The -p option allows gdb to attach to a specific, running process ID.

First, find the running process ID with the ps command:

ps -ef | grep <prog_name>

My program was named 'test', so my output was:

chris       4480    3894 73 21:24 pts/0    00:00:11 ./test
chris       4487    3894  0 21:24 pts/0    00:00:00 grep --color=auto test

Using a process ID of 4480, I can attach to my deadlocked program:

chris@desktop:/proj/skratch$ sudo gdb test -p 4480

GNU gdb (Ubuntu 9.2-0ubuntu1~20.04) 9.2
Copyright (C) 2020 Free Software Foundation, Inc.
License GPLv3+: GNU GPL version 3 or later 
This is free software: you are free to change and redistribute it.
There is NO WARRANTY, to the extent permitted by law.
Type "show copying" and "show warranty" for details.
This GDB was configured as "x86_64-linux-gnu".
Type "show configuration" for configuration details.
For bug reporting instructions, please see:
<http://www.gnu.org/software/gdb/bugs/>.
Find the GDB manual and other documentation resources online at:
    <http://www.gnu.org/software/gdb/documentation/>.

For help, type "help".
Type "apropos word" to search for commands related to "word"...
Reading symbols from test...
(No debugging symbols found in test)
Attaching to program: /proj/skratch/test, process 4480
[New LWP 4481]
[New LWP 4482]
[New LWP 4483]
[New LWP 4484]
[Thread debugging using libthread_db enabled]
Using host libthread_db library "/lib/x86_64-linux-gnu/libthread_db.so.1".
__pthread_clockjoin_ex (threadid=139760597890816, thread_return=0x0, clockid=<optimized out>, abstime=<optimized out>, block=<optimized out>) at pthread_join_common.c:145
145	pthread_join_common.c: No such file or directory.
(gdb)

Make sure to use 'sudo' or you will not be able to attach to a running program.

At the bottom of the previous code block is the text (gdb). This is the GNU debugger prompt. To get information on the currently running threads, type thread apply all where. It will dump a ton of information, even in a small program like the example above. Below is the information for each thread, starting with Thread 5:

Output of "thread apply all where"

Thread 4:

Output of "thread apply all where"

Thread 3:

Output of "thread apply all where"

Threads 2 and 1:

Output of "thread apply all where"

While the example is running, five threads are active. Each thread shows a backtrace of the call stack that got them to the currently executing function. For example, thread 1 is currently executing line 0: __pthread_clockjoin_ex, an OS library call. That might not sound familiar. However, its caller on line 1, std::thread::join() is something that we actually coded in our main function. Now we know the main function is stuck on the join calls.

Look at the backtraces for the other threads. You'll notice that Thread 2 through Thread 4 are running our print_and_update_msg() function.
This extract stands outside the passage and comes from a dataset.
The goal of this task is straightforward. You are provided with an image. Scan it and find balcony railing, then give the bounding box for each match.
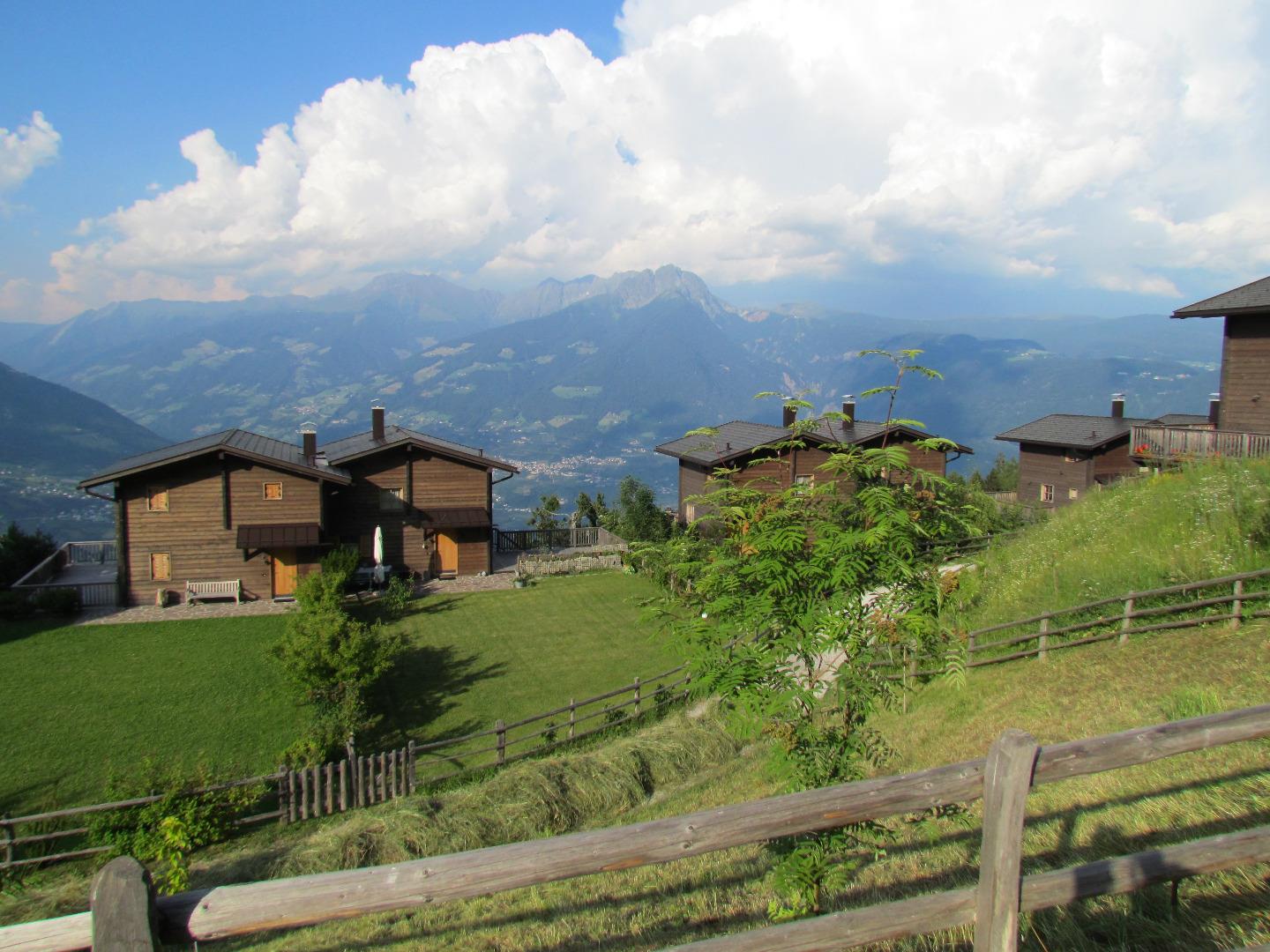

The currently executing line of code for all three is the attempt to lock the shared resource. Thread 5, on the other hand, is still happily executing its ruin_everything() function. This is suspicious. If you were unable to reason through this example, this would at least tell you which function is holding the lock for the shared resource and blocking all the other threads. In a more complicated example, this could help to narrow it down to a single function in a codebase of millions of lines of code.
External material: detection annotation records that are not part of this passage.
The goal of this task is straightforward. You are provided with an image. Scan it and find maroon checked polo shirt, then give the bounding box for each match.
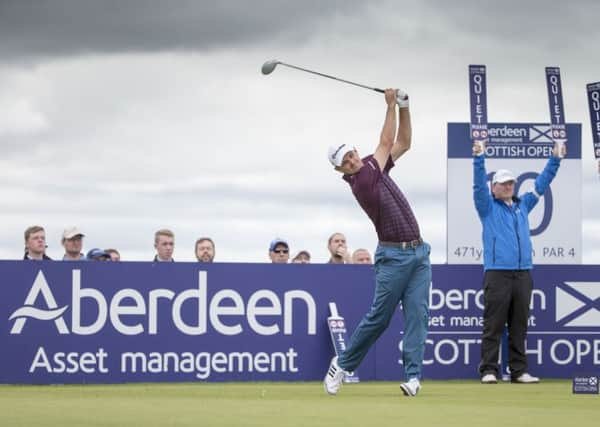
[343,154,421,242]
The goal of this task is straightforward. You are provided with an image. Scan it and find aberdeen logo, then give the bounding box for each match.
[8,270,317,335]
[529,125,554,143]
[556,282,600,327]
[8,270,69,334]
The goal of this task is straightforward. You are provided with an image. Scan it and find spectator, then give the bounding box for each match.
[327,233,351,264]
[292,250,310,264]
[61,227,85,261]
[86,248,111,261]
[473,141,566,384]
[23,225,51,261]
[269,237,290,264]
[195,237,215,262]
[352,248,373,264]
[154,228,175,262]
[104,248,121,262]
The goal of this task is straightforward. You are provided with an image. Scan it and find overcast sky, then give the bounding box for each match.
[0,0,600,264]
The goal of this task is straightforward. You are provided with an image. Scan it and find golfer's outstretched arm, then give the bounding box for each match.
[392,102,412,161]
[373,89,396,170]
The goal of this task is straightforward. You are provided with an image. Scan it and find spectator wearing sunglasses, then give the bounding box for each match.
[269,237,290,264]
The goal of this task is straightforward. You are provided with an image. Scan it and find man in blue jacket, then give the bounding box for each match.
[473,142,565,384]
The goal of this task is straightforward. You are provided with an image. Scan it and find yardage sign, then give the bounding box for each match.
[447,123,581,264]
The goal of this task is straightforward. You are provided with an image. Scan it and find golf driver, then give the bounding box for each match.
[262,59,385,93]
The thread apply all where command can be run post-mortem as well. If a core file was generated as a result of the unfortunate thread interaction, gdb can be run with:

gdb <prog_name> <core>

Once at the gdb prompt, the thread dump can be done in the same way as with a running program. This also has the added benefit of not needing to be run as 'sudo'. For an introduction on how to get an executable to generate a core file, see this Stack Overflow question.

Finally, I'd like to leave you with a nifty little command which runs the previous command and outputs the results into a file without needing to enter the gdb prompt:

gdb -ex 'thread apply all where' <prog_name> <core> -batch >! thread_dump.txt

Now you'll be a thread-troubleshooting pro!